株式会社GO 代表取締役 PR/CreativeDirector
毎年恒例、広告界の風雲児 The Breakthrough Company GO代表・三浦崇宏氏による広告業界大予測。
5年目を迎える今回は、東京オリンピックをめぐる大激震を受け、年末配信することになった。
汚職・談合──
電通のみならず、博報堂やADKなど複数の大手広告会社を巻き込んだ前代未聞の事態。誰もが見通しを立てられない現状と未来に、渾身の1万4000字で忌憚なく切り込む。

「談合」の何が悪いのか

三浦 「広告業界大予測」と銘打って、毎年言いたい放題してきたが、はっきり言って今年は予測どころじゃないよ! まどろっこしいことはなしだ。
まずは、みんなが一番気にしている東京オリンピックをめぐる問題について語ろう。
まず、贈収賄について。
これは断罪されてしかるべきで、業界や背景を問わず、決してあってはならない。だが、「談合」については、考えなくてはいけないことがある。
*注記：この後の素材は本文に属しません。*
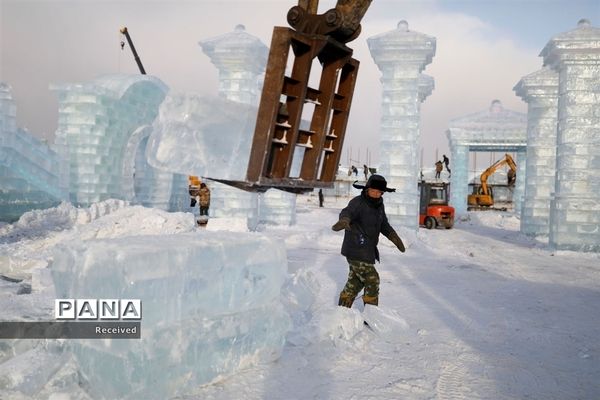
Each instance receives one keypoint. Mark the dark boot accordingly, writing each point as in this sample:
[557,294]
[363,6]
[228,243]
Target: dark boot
[345,300]
[373,300]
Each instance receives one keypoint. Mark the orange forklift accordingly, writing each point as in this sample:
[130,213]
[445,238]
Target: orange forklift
[434,210]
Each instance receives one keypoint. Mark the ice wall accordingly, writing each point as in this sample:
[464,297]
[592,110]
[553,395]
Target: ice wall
[540,91]
[96,122]
[29,168]
[401,55]
[494,130]
[211,305]
[575,208]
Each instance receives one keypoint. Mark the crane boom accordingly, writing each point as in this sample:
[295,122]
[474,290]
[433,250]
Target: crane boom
[125,32]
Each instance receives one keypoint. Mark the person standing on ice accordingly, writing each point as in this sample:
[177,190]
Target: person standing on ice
[363,220]
[204,203]
[438,169]
[446,163]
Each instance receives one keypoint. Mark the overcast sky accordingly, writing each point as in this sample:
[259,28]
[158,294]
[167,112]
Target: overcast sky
[484,47]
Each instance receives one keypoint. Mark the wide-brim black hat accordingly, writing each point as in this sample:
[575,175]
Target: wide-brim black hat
[375,182]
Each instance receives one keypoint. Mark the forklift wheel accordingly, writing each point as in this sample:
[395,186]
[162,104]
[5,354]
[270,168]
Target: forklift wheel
[429,223]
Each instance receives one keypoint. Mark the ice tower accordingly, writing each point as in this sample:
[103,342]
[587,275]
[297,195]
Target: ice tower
[95,134]
[494,130]
[241,59]
[575,208]
[29,169]
[540,91]
[401,55]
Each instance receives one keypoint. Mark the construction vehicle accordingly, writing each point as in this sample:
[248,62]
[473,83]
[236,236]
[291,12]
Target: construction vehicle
[483,195]
[125,32]
[278,137]
[434,210]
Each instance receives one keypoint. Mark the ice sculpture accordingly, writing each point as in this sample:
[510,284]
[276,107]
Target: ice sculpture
[575,209]
[211,304]
[29,169]
[401,55]
[494,130]
[241,59]
[540,91]
[96,122]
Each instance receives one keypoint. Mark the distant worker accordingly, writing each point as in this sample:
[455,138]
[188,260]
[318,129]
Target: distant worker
[438,169]
[512,177]
[446,162]
[193,189]
[204,201]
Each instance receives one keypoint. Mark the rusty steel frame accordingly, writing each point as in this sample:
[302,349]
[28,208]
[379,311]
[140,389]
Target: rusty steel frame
[278,134]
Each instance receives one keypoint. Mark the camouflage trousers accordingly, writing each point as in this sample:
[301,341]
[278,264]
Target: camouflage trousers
[361,275]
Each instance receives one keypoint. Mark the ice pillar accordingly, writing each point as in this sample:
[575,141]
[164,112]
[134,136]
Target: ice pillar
[540,91]
[401,55]
[241,59]
[575,207]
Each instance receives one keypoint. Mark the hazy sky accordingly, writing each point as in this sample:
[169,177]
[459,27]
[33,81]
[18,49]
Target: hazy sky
[484,47]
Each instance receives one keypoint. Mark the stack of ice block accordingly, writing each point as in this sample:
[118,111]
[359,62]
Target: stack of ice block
[29,169]
[277,207]
[211,305]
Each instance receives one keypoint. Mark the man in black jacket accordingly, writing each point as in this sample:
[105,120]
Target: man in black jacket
[363,220]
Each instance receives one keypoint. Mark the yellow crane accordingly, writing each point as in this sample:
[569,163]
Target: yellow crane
[482,196]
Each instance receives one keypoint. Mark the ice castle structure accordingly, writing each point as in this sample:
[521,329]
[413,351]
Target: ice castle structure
[101,133]
[241,60]
[401,55]
[493,130]
[575,206]
[540,91]
[30,171]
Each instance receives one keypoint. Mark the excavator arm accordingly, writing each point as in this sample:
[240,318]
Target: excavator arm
[484,196]
[507,160]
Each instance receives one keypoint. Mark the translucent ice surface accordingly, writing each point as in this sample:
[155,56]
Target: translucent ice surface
[211,305]
[202,135]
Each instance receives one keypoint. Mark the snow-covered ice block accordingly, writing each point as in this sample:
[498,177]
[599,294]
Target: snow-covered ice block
[211,305]
[28,372]
[384,321]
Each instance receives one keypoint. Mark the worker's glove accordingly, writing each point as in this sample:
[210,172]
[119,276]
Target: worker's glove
[397,241]
[343,223]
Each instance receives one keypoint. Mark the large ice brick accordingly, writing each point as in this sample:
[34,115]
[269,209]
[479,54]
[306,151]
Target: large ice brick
[210,300]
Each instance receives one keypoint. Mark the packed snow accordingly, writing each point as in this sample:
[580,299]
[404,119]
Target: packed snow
[476,312]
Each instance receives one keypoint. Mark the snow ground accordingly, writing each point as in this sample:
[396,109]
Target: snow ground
[476,312]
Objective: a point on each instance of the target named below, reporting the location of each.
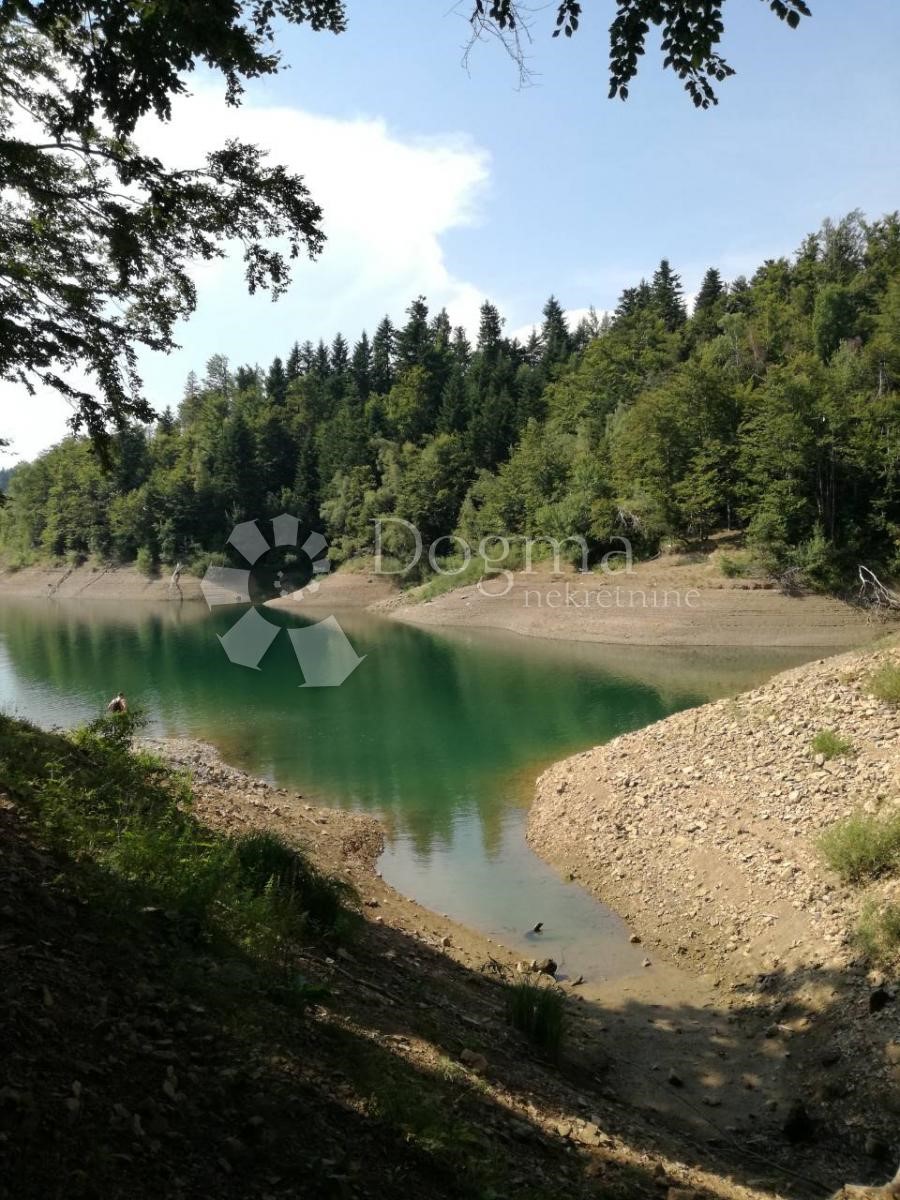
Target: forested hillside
(772, 409)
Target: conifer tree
(667, 297)
(276, 382)
(383, 358)
(556, 341)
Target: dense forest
(771, 408)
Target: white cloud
(573, 316)
(388, 201)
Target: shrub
(145, 562)
(737, 565)
(885, 684)
(831, 744)
(862, 847)
(538, 1012)
(265, 862)
(95, 798)
(879, 933)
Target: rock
(589, 1134)
(879, 999)
(798, 1125)
(875, 1147)
(474, 1061)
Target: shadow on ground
(141, 1060)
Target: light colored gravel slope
(702, 829)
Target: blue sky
(463, 186)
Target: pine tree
(361, 367)
(322, 363)
(383, 358)
(340, 354)
(294, 366)
(634, 300)
(712, 289)
(667, 297)
(555, 334)
(461, 347)
(246, 377)
(441, 330)
(276, 382)
(490, 330)
(167, 421)
(414, 340)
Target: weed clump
(862, 847)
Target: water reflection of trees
(427, 732)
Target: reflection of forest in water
(431, 730)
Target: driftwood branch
(876, 595)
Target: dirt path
(670, 1061)
(670, 601)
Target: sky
(462, 186)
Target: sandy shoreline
(661, 603)
(666, 1023)
(677, 603)
(701, 832)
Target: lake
(441, 735)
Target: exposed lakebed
(441, 735)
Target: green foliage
(94, 797)
(144, 562)
(831, 744)
(539, 1012)
(769, 412)
(885, 684)
(690, 31)
(879, 933)
(862, 847)
(99, 237)
(738, 564)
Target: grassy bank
(192, 1012)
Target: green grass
(862, 847)
(885, 684)
(831, 744)
(91, 797)
(438, 585)
(879, 933)
(538, 1012)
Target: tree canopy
(96, 238)
(772, 411)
そもそもオリンピックという超巨大事業を引き受けられる企業が、どれだけ存在するのか。
(写真:picture alliance/アフロ)
蓋を開けてみたら会社としての体力がなくて破綻しました、では許されない。
実際に運営するための現金、社員数、そして国内外の企業とのネットワーク……これだけの圧倒的な体力がある会社は、現実問題として決して多くはない。
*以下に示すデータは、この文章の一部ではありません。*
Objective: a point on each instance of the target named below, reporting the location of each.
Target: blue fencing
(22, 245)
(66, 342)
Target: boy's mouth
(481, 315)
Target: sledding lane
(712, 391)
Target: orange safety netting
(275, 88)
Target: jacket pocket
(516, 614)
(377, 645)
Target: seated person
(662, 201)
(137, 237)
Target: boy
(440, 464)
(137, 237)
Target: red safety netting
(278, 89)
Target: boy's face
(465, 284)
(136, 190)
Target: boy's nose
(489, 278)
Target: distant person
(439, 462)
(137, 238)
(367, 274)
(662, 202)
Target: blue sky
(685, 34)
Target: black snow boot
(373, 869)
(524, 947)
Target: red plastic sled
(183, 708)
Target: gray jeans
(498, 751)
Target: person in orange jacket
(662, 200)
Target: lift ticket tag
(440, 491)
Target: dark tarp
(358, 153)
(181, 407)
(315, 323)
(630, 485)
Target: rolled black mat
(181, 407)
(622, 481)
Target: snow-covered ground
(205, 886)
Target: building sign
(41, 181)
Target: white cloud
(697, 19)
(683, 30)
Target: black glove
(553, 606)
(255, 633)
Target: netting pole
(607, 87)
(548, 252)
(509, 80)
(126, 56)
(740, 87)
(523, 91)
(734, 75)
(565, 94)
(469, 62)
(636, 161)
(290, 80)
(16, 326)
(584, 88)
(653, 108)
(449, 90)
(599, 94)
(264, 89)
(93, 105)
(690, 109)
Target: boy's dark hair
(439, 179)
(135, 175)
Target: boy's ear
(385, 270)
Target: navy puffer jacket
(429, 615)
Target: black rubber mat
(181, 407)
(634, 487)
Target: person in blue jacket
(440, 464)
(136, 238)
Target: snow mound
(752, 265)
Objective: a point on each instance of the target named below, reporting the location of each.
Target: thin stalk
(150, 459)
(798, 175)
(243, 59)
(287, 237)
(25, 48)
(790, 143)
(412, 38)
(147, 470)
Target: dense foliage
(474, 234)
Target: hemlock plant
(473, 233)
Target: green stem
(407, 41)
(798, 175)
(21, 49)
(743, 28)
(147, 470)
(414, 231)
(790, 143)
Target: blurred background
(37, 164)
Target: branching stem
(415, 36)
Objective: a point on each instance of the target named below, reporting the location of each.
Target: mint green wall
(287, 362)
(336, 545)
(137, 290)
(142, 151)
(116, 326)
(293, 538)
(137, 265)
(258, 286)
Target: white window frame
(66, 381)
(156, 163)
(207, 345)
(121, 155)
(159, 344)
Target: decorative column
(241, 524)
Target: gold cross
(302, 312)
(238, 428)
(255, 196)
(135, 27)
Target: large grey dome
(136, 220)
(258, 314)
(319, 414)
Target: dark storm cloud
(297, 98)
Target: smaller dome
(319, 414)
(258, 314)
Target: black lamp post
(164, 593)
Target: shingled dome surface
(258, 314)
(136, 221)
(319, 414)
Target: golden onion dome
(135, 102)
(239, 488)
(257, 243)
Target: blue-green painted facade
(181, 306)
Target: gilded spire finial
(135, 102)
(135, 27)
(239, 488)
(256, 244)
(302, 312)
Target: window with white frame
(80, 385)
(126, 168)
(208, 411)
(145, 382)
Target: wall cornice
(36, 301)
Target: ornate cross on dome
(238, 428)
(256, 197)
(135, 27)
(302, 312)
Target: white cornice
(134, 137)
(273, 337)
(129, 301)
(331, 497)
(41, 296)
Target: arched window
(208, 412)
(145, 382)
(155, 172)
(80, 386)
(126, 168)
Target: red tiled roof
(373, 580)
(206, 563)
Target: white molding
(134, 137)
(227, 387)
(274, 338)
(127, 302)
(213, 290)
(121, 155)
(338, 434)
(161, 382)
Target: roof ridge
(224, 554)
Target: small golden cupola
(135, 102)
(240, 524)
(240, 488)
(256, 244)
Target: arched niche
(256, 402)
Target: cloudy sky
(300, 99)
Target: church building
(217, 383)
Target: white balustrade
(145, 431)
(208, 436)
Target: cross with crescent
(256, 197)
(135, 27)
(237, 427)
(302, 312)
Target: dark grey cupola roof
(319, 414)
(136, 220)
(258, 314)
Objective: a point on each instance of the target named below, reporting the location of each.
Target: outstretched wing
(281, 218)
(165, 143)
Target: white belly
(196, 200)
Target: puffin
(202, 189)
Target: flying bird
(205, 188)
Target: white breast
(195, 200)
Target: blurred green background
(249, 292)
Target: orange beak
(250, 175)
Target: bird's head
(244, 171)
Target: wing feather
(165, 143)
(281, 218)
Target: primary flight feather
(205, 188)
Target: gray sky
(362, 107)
そうなってくると、必ず引受先の調整が必要になる。広告業界に限らず、そうした商慣習は、事業規模が大きくなるほど生まれてくる。
仮にそうした調整をせずに、完全にオープンな競争にした場合に何が起こるか。
まず各社の担当者が、何日も企画書や資料づくりに追われる。採択されなかった場合は無駄になる作業が膨大に積み上がっていく。また、実績がないのに発注してしまう不安もある。
例えば、GOのような企画力とプレゼン力に強みのある企業が、コンペで渾身の提案をして、うっかり採択されてしまうとしよう。
その場合、事業規模に耐え切れずにパンクするか、手が回らずに大失敗するのが目に見えている。
こうした競争に関する費用や失敗をリカバリーするための費用の出所は、税金だ。競争のために積み上がったコストは、国民が負担することになる。
つまるところ、オリンピックのような超巨大事業を受け切れる企業など、電通くらいしかないのだ。
無駄なコストを抑えるための調整なのか、それとも字義通りの談合なのか。これは、とても繊細な事柄だ。関係者によって解釈も異なるだろう。
フェアでオープンな競争は、得てしてサステナブルではないのだ。
念のためハッキリと言っておくが、三浦としては、決して談合を擁護する気はない。それがいたずらに利益を誘導するものであれば、批判されてしかるべきだ。
ただ、実態が曖昧な状況で「談合」という言葉のネガティブなイメージが一人歩きすることには、十分注意を払うべきと言いたいのだ。